One of his basic theories was that most of what we know about routes back and forth across the Atlantic in the late eighteenth-century - he was looking at approximately 1775-1800 - comes from idealized sources. Sailors and merchants would publish routes that they believed offered the best advantages in speed and safety, and there were generally agreed-upon trends such as going east in a northerly arc and going west in a southerly arc to take advantage of the clockwise trade winds.

However, until Dixon began mapping, there was really no good way to quantify large quantities of information gathered by actual sailors back and forth across the Atlantic. Did they actually follow those idealized routes? If they deviated, what caused their changes?

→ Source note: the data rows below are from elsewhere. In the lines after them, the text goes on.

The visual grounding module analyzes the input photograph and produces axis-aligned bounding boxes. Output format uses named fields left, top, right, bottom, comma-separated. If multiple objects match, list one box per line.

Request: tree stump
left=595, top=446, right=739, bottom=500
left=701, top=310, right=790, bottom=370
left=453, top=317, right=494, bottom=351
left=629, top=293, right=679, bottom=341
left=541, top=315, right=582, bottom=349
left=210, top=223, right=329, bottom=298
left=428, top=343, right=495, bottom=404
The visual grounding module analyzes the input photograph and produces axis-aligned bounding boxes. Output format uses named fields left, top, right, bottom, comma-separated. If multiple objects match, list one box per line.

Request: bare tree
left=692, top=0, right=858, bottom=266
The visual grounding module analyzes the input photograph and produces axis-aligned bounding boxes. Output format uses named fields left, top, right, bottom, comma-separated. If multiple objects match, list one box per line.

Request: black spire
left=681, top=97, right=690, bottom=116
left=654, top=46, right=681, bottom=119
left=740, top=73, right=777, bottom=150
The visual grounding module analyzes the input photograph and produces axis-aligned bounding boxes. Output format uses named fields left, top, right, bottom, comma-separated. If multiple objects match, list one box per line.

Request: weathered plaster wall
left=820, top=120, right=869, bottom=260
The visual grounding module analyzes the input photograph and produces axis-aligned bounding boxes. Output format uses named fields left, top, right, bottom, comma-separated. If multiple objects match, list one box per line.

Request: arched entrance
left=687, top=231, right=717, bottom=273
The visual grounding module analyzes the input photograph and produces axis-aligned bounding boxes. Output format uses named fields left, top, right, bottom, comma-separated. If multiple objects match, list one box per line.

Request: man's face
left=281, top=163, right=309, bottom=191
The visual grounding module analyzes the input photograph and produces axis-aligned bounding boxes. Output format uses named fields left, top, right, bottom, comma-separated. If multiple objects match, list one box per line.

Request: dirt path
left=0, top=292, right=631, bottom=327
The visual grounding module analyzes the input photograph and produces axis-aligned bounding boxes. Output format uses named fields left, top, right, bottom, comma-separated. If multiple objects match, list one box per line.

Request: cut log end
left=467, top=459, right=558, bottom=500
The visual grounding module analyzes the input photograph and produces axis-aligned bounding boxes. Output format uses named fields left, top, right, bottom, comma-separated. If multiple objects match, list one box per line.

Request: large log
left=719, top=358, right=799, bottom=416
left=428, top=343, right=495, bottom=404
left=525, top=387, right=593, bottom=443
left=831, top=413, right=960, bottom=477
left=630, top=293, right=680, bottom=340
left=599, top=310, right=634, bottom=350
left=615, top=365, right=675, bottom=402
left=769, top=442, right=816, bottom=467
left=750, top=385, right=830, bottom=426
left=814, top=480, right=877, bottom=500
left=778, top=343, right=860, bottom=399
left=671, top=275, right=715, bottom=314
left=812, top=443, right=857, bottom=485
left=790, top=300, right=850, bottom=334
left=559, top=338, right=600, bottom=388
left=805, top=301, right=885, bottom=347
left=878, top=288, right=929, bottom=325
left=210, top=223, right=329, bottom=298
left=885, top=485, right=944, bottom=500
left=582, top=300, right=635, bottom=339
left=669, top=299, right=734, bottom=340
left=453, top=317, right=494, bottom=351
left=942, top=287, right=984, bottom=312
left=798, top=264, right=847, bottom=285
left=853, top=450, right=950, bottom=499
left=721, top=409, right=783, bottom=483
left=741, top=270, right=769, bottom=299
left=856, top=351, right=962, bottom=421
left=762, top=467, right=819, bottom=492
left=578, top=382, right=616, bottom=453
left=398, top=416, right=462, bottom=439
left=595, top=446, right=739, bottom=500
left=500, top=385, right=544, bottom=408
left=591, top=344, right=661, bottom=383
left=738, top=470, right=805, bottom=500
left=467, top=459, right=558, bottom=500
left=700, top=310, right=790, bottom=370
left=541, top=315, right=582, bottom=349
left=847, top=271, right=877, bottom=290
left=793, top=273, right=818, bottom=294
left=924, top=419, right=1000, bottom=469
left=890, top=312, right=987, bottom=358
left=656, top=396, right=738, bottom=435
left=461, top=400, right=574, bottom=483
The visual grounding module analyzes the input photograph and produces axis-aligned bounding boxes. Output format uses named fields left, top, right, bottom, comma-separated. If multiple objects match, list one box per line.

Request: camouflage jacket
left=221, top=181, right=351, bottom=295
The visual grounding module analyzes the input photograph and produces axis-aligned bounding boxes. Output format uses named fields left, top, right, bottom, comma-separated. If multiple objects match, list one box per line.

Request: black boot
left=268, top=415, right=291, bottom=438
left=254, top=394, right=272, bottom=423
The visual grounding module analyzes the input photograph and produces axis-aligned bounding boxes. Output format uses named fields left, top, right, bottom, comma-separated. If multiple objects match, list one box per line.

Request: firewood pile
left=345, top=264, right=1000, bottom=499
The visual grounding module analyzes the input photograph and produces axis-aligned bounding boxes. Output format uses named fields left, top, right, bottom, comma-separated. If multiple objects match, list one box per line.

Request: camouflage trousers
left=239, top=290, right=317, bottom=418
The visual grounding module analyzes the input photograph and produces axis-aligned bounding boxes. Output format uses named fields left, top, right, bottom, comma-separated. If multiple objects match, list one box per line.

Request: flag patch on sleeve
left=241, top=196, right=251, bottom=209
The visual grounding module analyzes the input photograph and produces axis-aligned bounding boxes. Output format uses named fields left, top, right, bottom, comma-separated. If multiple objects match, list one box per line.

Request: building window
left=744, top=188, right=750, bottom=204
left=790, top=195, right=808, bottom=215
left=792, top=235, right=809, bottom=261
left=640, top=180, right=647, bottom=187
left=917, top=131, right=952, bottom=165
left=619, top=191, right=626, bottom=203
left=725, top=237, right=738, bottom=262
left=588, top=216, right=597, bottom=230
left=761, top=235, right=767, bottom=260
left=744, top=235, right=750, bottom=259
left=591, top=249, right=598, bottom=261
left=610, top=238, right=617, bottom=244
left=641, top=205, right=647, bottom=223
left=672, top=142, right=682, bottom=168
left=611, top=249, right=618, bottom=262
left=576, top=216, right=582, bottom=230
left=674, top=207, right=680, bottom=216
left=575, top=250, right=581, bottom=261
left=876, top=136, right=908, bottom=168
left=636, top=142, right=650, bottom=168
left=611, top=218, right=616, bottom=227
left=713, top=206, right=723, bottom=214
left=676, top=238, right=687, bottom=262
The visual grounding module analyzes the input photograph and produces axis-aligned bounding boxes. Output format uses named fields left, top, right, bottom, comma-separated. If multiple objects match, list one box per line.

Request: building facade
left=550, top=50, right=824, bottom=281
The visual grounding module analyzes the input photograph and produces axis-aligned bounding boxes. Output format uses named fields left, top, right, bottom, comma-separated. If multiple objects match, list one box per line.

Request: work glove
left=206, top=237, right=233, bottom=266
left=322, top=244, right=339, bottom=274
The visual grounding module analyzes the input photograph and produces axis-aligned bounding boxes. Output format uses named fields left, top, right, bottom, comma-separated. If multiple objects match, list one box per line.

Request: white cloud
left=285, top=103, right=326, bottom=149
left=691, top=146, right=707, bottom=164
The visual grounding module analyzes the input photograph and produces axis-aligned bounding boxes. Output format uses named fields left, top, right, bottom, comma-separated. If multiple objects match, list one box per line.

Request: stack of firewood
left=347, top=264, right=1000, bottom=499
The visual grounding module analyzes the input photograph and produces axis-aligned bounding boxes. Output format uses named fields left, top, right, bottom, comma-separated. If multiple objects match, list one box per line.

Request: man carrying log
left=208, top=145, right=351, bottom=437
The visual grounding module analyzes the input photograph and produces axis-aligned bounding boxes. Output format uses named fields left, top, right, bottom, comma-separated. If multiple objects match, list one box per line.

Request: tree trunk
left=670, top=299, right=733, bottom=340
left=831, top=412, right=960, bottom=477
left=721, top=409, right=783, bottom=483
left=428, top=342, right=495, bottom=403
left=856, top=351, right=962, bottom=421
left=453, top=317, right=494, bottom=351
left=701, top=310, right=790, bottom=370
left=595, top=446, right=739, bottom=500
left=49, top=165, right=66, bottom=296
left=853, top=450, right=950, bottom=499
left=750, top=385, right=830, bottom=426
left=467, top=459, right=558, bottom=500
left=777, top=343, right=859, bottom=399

Using GIS software allowed Dixon to visually represent those actual routes, and by including data points he could start to see other patterns - for example, in wind, in distance sailed, in weather, and through encounters with other ships - and characterization of those encounters as hostile, friendly, or neutral. Mapping many ships could start to expose patterns in international shipping lanes - one of the best questions from an attendee was whether Dixon belied his work would provide a new way to talk about conceptions of national boundaries at sea. Was there a clear sense of national identity among merchants and sailors, or were there occasions in which a maritime identity trumped that nationalistic sense? (He thought it would, but wasn't far enough along to offer any theses of his own.)

One thing I learned and was glad to think about was how fluid the ideas of communication and location were while at sea. For one thing, while latitude was fairly easy to make, no one had yet come up with a simple and easy way to mark longitude. Ships could be much further east or west than they thought, and would often hail other ships to compare longitude in order to get a fix.

For another, sometimes it was difficult to discern the nature of an encounter at sea. Sometimes French warships chased French merchant ships and only realized their mistake when they caught up; sometimes ships chased one another without ever knowing the identity of another ship; sometimes there were genuinely hostile or friendly encounters that lasted for days. Thus, even what ultimately was a friendly encounter could have all the characteristics of a hostile encounter.

I love projects that do what Dixon did: harness the power of technology to expose new and interesting ideas about history. Maritime history can particularly benefit from GIS systems. I was intrigued to think about how I could apply some of these same ideas to my own work - the catch, unfortunately, is that cavalry officers rarely, if ever, recorded their latitude and longitude with the same precision as sea captains.